People would come and visit our school — we were on the priority list — they came from the state, they came from the city. We had quality reviews, folks coming in and really picking it apart. And we kept having the same conversation over and over. People from the Department of Education would come in concerned about our results and they would say, “We don’t think that what we see here matches your results.” And each time I’ve had to argue, it will come. It will come, and it’s going to take time. That’s been the work, and my fear is that they’ll expect a faster change than what’s real.
If schools are only going to see incremental progress, what were the signs to you that things were working even if the numbers didn’t bear that out?
It helps to have somebody like [school founder] Yvonne Stennett that you meet with on a regular basis, an incredibly patient woman, encouraging you and saying, “No, you’re doing the right thing. Stick with it.”
We do the learning environment surveys that New York City puts out each year where parents and teachers and students get to respond to the quality of the education that they think they’re receiving and the environment. And those numbers for the past five years have been stellar.

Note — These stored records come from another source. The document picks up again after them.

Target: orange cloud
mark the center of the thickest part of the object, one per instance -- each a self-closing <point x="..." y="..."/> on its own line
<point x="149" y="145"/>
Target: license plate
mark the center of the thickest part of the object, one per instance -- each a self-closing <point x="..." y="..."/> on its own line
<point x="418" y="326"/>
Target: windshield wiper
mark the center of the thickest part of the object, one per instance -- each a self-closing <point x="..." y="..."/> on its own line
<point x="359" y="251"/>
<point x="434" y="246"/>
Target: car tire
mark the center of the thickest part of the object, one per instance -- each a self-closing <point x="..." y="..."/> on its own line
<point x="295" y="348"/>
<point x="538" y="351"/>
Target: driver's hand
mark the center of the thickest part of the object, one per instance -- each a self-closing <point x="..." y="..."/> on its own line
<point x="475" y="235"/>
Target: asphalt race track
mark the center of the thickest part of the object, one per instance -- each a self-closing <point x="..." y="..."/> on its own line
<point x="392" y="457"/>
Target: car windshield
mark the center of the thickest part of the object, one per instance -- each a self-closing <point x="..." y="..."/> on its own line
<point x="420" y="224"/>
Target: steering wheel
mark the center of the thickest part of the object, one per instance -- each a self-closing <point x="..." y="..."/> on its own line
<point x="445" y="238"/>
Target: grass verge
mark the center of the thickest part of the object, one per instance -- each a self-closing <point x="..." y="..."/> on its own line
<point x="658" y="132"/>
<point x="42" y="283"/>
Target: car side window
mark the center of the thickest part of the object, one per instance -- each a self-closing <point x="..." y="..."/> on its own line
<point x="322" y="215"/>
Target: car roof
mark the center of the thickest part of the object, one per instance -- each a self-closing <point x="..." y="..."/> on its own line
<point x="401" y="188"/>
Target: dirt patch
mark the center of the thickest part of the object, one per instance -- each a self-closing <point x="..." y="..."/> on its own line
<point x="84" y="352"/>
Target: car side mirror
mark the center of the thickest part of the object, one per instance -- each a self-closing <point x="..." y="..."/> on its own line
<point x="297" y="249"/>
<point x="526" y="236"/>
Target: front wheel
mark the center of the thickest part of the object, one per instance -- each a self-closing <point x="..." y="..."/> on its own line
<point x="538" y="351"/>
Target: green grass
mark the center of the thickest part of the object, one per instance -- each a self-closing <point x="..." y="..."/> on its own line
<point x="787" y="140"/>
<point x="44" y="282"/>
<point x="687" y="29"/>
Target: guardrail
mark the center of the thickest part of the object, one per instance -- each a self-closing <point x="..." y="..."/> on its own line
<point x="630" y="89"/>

So we were getting the feedback from the parents saying keep doing it, keep doing it. Our PTA meetings grew out to fill the cafeteria when we were having those. So I think a lot of it was saying, we’re going to go with these qualitative results and not ignore the quantitative, in fact the opposite. We work really carefully with New Visions for Public Schools and they have a lot of really incredible tools for tracking different metrics and for trying to find those incremental progress signs.
Where do you have the most ground to make up?
I think we may actually be looking within four or five years at a 92 percent graduation rate working with the same population. It’s that [remaining] 8 percent that’s almost entirely made up of students that entered this country without a strong grounding in their native language, frequently illiterate, and we’re trying to add a second language on top of it when they show up. We can do it when they arrive in middle school. It’s a tremendous lift and very, very challenging, but there’s enough time to do it there. We have not figured out how to do that in four years for the high school.
If you said: Plunk a school down in one of the poorest congressional districts in the United States, take anybody who walks in the door after all of the top performing students in the neighborhood have been siphoned off by specialized schools or selective schools, so you’re working with the most at-risk population in one of the most at-risk neighborhoods — and achieve close to an 80 percent graduation rate, that’s statistically not possible. And yet we’re doing it.
But we’re not doing it by making the teachers work longer hours, not doing it by just chasing test prep, not doing it in any of the models that I’ve seen where you start trying to push away your low-performing students. That’s the exciting part.